Rowers Gliding Past Georgetown University on the Potomac in the Dim Light of Dawn
Noel Joshua Hadley
12/9/25
AFTER scribbling this poem’s title in a notebook
I reclined in a swivel chair and chewed on my pencil
feeling rather satisfied with myself.
I considered leaving the remaining page a blank canvas
without the nasally congestion of a word-salad.
The mental image is enough, I half-heartedly convinced myself,
but I could not turn away from the dimming silhouette of spired rooftops.
Warming numb fingers with the moist air from my lungs,
I tuck hands into coat pockets while soldiers in sweaty gray shirts and yellow sashes
jog from one end of the stone bridge to the other.
They might as well be pastors or priests.
Nobody so much as looks my way.
All that remains are naked branches and a ghostly fog
lifting with the dimming purple glow of autumn.
Down below in the Potomac,
clay figures emerge with the honeydew of dawn.
Rowing. Rowing. Rowing.
Seated in the stern of the boat is the best-selling author in the world.
Moses, with his megaphone and a pair of horns protruding from his marble head rather than the usual lightning bolts,
instructs the authors of the Scripture to row.

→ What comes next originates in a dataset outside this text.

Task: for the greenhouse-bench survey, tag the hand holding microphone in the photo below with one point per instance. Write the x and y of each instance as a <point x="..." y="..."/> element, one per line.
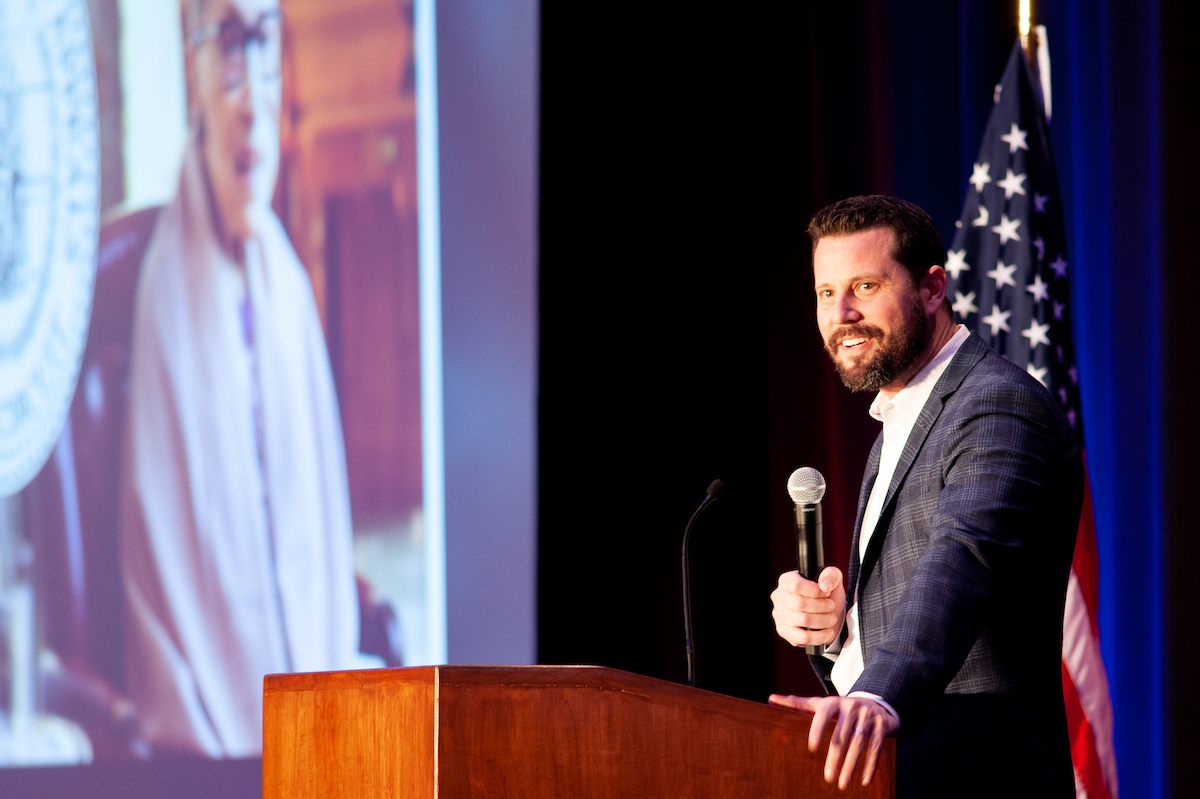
<point x="809" y="604"/>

Saints Matthew, Mark, Luke, and John,
James, Jude, Paul, and the writer of third John
are usually numbered among them, but not today.

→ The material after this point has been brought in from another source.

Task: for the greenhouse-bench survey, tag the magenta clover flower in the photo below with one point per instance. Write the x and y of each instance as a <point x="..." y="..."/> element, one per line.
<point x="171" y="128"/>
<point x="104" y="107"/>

No—it is the faces of Thomas, Philip, and Aristobulus that I see.
Barnabas, Bartholomew, Joseph of Arimathea and Clement
come rowing by, brows dripping,
muscles aching.
And look! There is yet another boat
sliding across the mirror of subconsciousness.
Nobody pays the coxswain any mind but I see her,
I know who she is.
Ruach CHAKA’MAHA holds the megaphone,
instructing the Daughter of Tsiyon and her ladies in waiting to row.
Saint Pamela of the House of Glasgow is seated among them,
as is my editor, Rebecca, who somehow manages to pour the maple syrup on all of my word waffles.
So there I was laughing fiendishly at the title and blank page before me,
but mostly the thought of Rebecca in the boat.
I poured myself another cup of coffee
while the fog lifted and the soldiers went jogging by,
and then watched clay figures on the Potomac
rowing silently through the canvas of time.